Many other examples exist on how conformist and collectivist Americans truly are despite their 'rugged individualism', and they have the individualism/communitarian dichotomy in all the wrong places, flip-flopped back asswards.

3 comments:

Howard J. Harrison said...

Another good, informative article. It is not hard to understand how you are running out of time to write them, as you have recently observed.

Plus, the Spiegel article ...

You read German, eh?

... lauds the growing consumerism of Ukrainians. Really now, the last thing that a growing national-economy needs is to adopt the USA's Consumer Cult! Ukrainians should be saving instead of spending on Mickey Mouse gadgets. Yeah, I know that they were deprived of their toys under the horrible, central-planned Leninist State economy of the USSR, but going full-throttle in the other direction is not the answer. Look what happened to us Yankees here, Ukrainians, and learn: autocratic State Socialism isn't the answer, and neither is the neofeudalism of globalist laissez-faire.....

Right, right and right again.
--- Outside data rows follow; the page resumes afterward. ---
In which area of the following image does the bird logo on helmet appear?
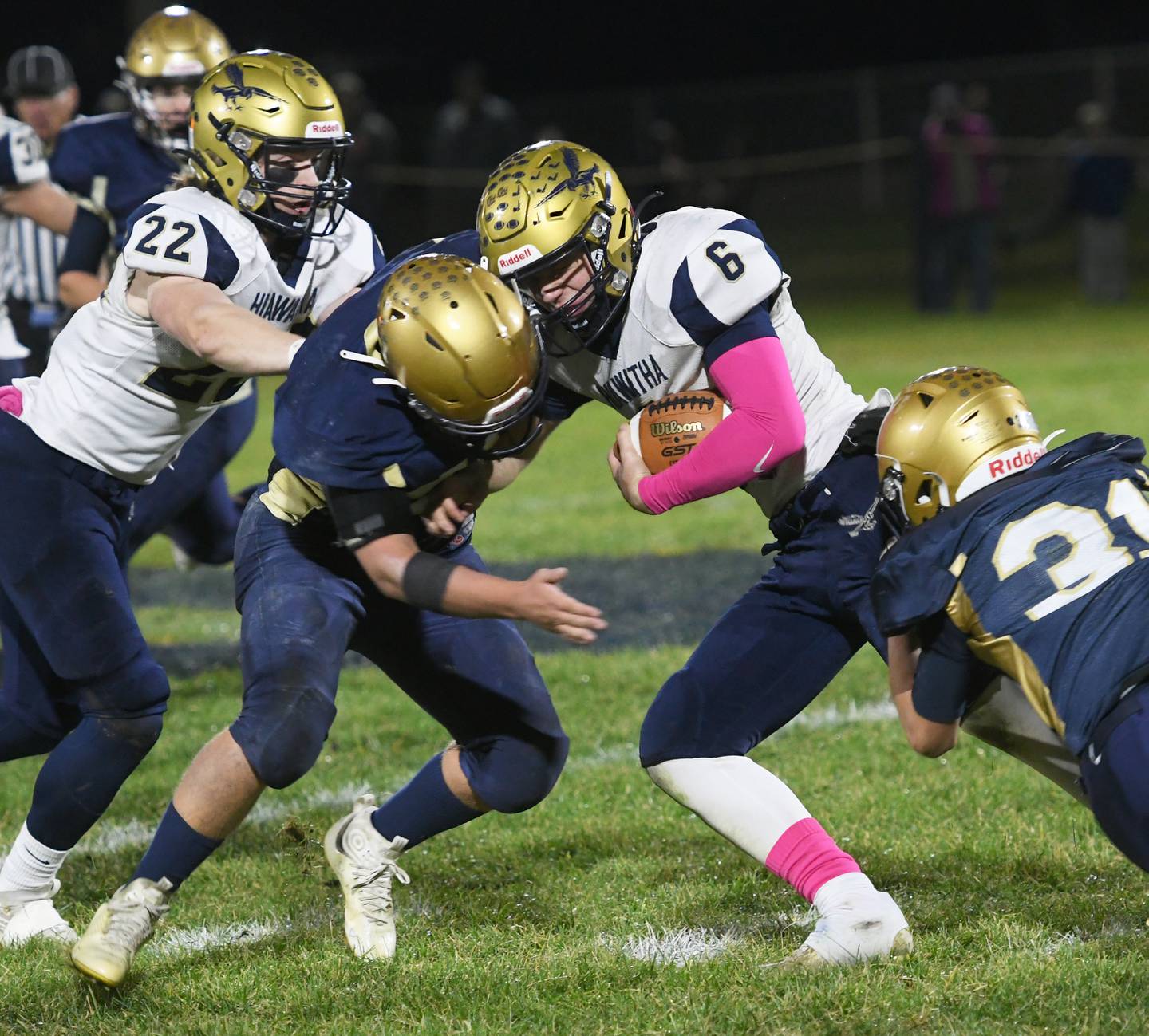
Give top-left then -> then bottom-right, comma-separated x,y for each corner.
477,140 -> 640,356
877,366 -> 1045,530
190,50 -> 353,237
116,6 -> 232,152
376,254 -> 547,457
This generation of globalists will go to the grave congratulating themselves for their enlightened internationalistic attitudes.

... what is needed in a healthy society of a nation is a harmony of interests between the Few and the Many - not leveling from either/or....

Engrave that on a plaque, bolt it to the wall, and light it up at night so everybody can read it.

Redoubt10 said...

Howard,
Was excellent to hear from you. I was beginning to think that you were lost in the straw of Iowa, somewhere.

Spiegel Online is their English International version - I read German at a semi-retarded('semi'?)level, actually.Fascinating language, but often when pulling my hair out over Deutsche grammar and declensions of definite articles - I think that I might as well try astro-physics as an endeavour;-)

Sadly, not enough people care about maintaining the economic infrastructure of the Republic, and stopping those who have ripped it apart. I'll keep keep fighting the proverbial good fight here, but I've realized fully that this is not only an uphill battle, but it is a case of pissing into tornado winds. Ergo, other unrelated subjects will be covered here when the urge to type comes across me.

Howard J. Harrison said...

Fortunately I am not lost in the straws of Iowa! I don't mention my real life often in the blogosphere because I doubt that many normal people are interested (and because I lack Peggy Noonan's gift for autobiographical anecdote) but I do have one. Like your own real life, mine keeps me away from the keyboard at irregular intervals.

Your uncommonly informative blog stands high on my online reading list whenever time to read is available.